この春、念願かなってスペインとポルトガルを訪れることができました。マドリッドを起点に時計回りでポルトガルから海沿いを北上し、バスクに向かうという旅程です。スペインに行くなら隣のポルトガルへも足を伸ばしたい、港町で魚介類を食べたい、何よりもバスク地方を訪れたいという数々の欲望をもれなく満足させるとこんなルートになった訳です。そんな中でいくつか印象的だった町や食べ物を紹介したいと思います。

〈メリダ〉
メリダは2000年ほど前のローマ時代に造られたアーチの石橋が架かり、石壁の巡る城塞都市の面影が残る町です。スペインが位置するイベリア半島はヨーロッパの西端に当たり、ローマ帝国の支配・西ゴート族の侵入・アフリカ大陸からのイスラム教の進出など様々な文化の波が折り重なった土地で、その痕跡が遺跡にも色濃く残されています。ローマ帝国の影響として、円形闘技場や劇場も見られます。学生の頃に教科書で習った出来事を実際に感じることができる素晴らしい場所でした。

バスクへの道

〈リスボン〉
大航海時代の華々しいイメージと違って、現在のリスボンにはどことなくノスタルジックな印象を持っていました。アルファマと呼ばれる旧市街は小高い丘にあり、その頂上にはサンホルヘ城がそびえています。道は石畳で狭く、その両側は家が壁のように連なっています。驚くのはその狭い道を路面電車が走り、車が通り、人が往来するという雑然とした様相を呈していること。路面電車と車がかち合って、どうにもいかなくなることがたまにあるものの、そこは車が譲ってなんとかなっているようです。夜になるとオレンジ色のライトが灯り、石畳や路面電車をやさしく照らし出します。また、ポルトガル北部の町、ポルトでは川面に街灯が映り込んで一層きれいな夜景が広がっていました。

バスクへの道

〈バスク地方〉
バスク地方とは、独自の文化を持つバスク人が多く住んでいる、スペインとフランスにまたがる地域のことで、バスク語ではEuskal Herria(エウスカルエリア)と呼ばれています。今回の旅行をきっかけに、意外と日本とも馴染みが深いことを知りました。キリスト教を伝えたフランシスコ・ザビエルがバスク出身であったり、バスクに由来する捕鯨の技術がアメリカに渡り、その捕鯨船の水や燃料の補給が必要となったことで、ペリーが浦賀へ来航するきっかけにもなっています。いずれも日本の歴史にとっては大きな出来事だと言えます。

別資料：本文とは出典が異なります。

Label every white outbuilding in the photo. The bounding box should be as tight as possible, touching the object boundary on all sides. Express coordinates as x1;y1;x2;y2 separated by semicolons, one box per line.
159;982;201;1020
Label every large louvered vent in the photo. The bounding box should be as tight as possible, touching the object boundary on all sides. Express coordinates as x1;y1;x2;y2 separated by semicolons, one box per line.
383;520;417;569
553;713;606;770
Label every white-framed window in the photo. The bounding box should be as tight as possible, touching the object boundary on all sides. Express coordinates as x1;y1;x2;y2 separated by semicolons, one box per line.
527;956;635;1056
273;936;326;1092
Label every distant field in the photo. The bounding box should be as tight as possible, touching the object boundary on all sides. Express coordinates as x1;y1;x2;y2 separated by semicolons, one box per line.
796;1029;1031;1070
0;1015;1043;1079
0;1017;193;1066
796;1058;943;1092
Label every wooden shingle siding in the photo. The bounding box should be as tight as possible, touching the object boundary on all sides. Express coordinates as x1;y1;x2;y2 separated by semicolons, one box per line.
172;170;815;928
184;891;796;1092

前置きはさておき、このバスク、何が素敵かと言えば、食べ物がとてもおいしいのです。日本でもスパニッシュレストランでタパスという小皿料理が有名ですが、その元となったのが、パンの上に肉や魚やチーズを載せたピンチョスと呼ばれる食べ物です。バーのカウンターの上に色々な種類のピンチョスがところ狭しと並べられ、自分の好きな物を選んで食べられるようになっています。チャコリという地元の白ワインと一緒に頂くと、自然と笑顔になってしまうようなおいしさです。カウンターの中にいる店員さんは、フロアに溢れかえっている客からのひっきりなしの注文に動きっぱなし。店によっては注文をメモする暇もないほどで、お勘定の時に何を食べたかをこちらに聞いてくるのには少し困りました。

バスクへの道

マドリッドへ戻る車窓から、広い牧草地でのどかに群れている牛や羊を見るにつけ、ここで食べるハムやチーズのおいしい理由が分かるような気がしました。バルセロナやマラガなど、まだまだ行ったことのない場所は多いけれど、次に行く時には、暖かい季節に(今回は気温が10度前後で寒かった)バスクでゆっくりと過ごせたらなと早くも計画しています。